# ID of the cow DDoS'ing his own thread



## Comandante Marcos (Jul 18, 2022)

OK, so Null just posted a note at the top of the forum saying that some lolcow was DDoS'ing his own thread and his own thread ONLY. I looked around and didn't find any info on who this faggot is. So an inquiring Comandante wants to know: Who exactly is the cow trying to DDoS his specific thread off The Farms? I have to admit that such a situation is new to me, and I've been a kiwi for quite a while. Usually a hired botnet will simply blast the whole site. Even Bella Janke and her dad just simply nuked the whole site. At the very least Null needs to put this faggot's name up in the top bulletin space. The lolmilk potential here has me intrigued.


----------



## The Line (Jul 18, 2022)

Open every single thread on this site until you find the one that won't load. Problem solved!


----------



## MuuMuu Bunnylips (Jul 18, 2022)

The Line said:


> Open every single thread on this site until you find the one that won't load. Problem solved!

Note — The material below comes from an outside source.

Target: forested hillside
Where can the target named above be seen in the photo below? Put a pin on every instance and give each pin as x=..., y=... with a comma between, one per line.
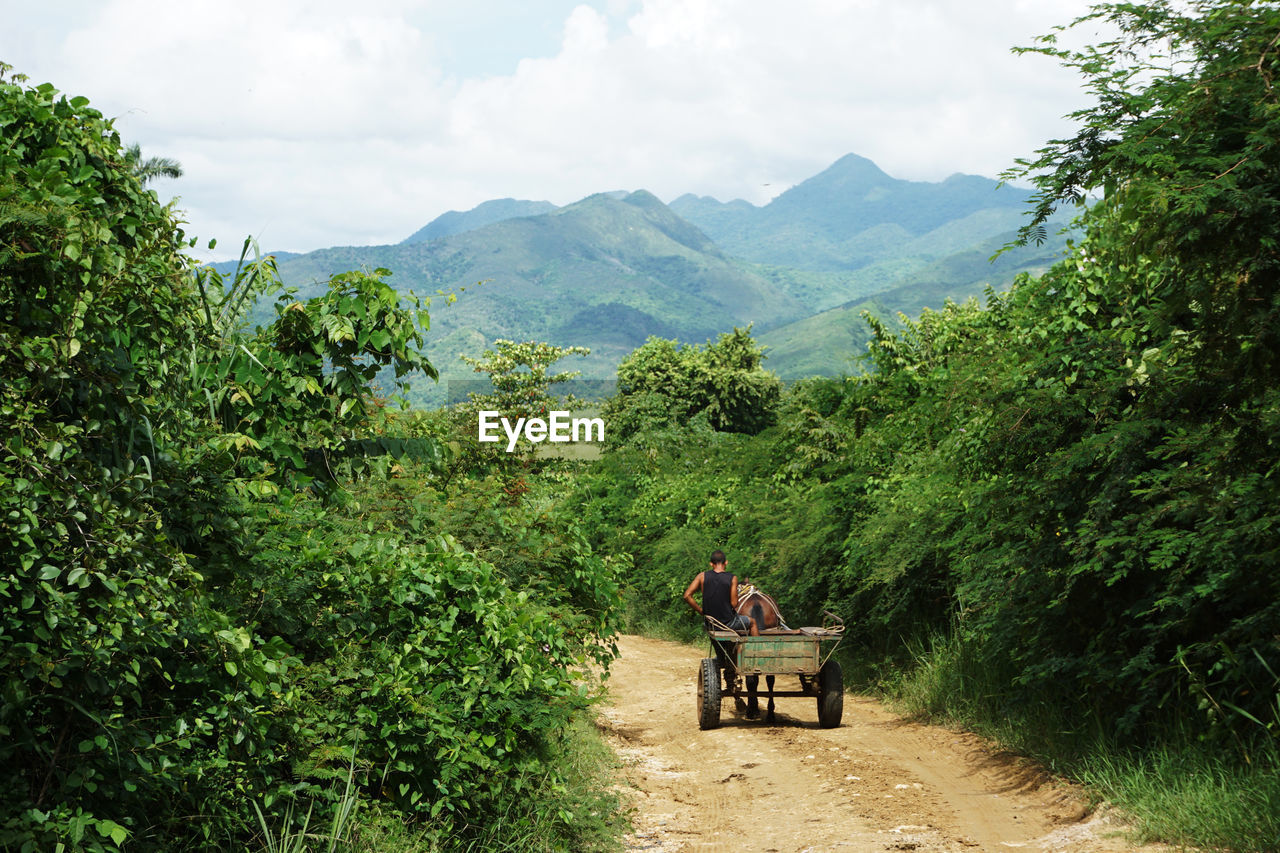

The DDOS is coming from inside the house!


----------



## draggs (Jul 18, 2022)

The note doesnt say that at all lol


----------



## TayandYou (Jul 18, 2022)

It literally says the opposite, that somebody is trying to DDOS specific lolcow threads in order to try to trick Null into thinking it was that lolcow DDOSing his own thread.


----------



## Fascist Frederick (Jul 18, 2022)

OP, I am a Nigerian prince with a vast fortune that is held up in political turmoil due to my uncle, the former king's brother, laying claim to it. It was my father's dying wish that I would take the throne from my corrupt uncle and to do this I need your help. I would like to transfer the $500,000,000 USD into your bank account where it will be safe from my uncle's schemes. I do not expect you to do this for free, in return you may keep 1% of the total sum. This comes out to $5,000,000 USD.

We need to act fast, as we speak my uncle is plotting to take the fortune and cement his position as the new king of Nigeria. What I need from you is your social security number and your bank account details. There is no time to waste. If you delay we will both lose out. Please hurry.


----------



## Tard Repository (Jul 18, 2022)




----------



## Brown People are Gross (Jul 18, 2022)

Nothing suspicious about this post at all.


----------



## MrTroll (Jul 18, 2022)

TayandYou said:


> It literally says the opposite, that somebody is trying to DDOS specific lolcow threads in order to try to trick Null into thinking it was that lolcow DDOSing his own thread.



Maybe it IS that lolcow DDoSing his own thread, knowing that Null would assume it was actually someone else trying to pin it on him because nobody would be so stupid as to DDoS their own thread. Perhaps this person has completely outsmarted us all. Except me. And the guy who made this thread, although he probably doesn't count because he just misread the announcement.


----------



## Syntaxion (Jul 18, 2022)

I have discovered the identity of the lolcow who's DDoS'ing his own thread

Here is his thread


----------



## Consider Lizärds (Jul 18, 2022)

random letters would have been a better post, OP.


----------



## 𝕺𝖑' 𝕯𝖎𝖗𝖙𝖞 𝕱𝖆𝖙𝖘𝖔 (Jul 18, 2022)

Fascist Frederick said:


> OP, I am a Nigerian prince with a vast fortune that is held up in political turmoil due to my uncle, the former king's brother, laying claim to it. It was my father's dying wish that I would take the throne from my corrupt uncle and to do this I need your help. I would like to transfer the $500,000,000 USD into your bank account where it will be safe from my uncle's schemes. I do not expect you to do this for free, in return you may keep 1% of the total sum. This comes out to $5,000,000 USD.
> 
> We need to act fast, as we speak my uncle is plotting to take the fortune and cement his position as the new king of Nigeria. What I need from you is your social security number and your bank account details. There is no time to waste. If you delay we will both lose out. Please hurry.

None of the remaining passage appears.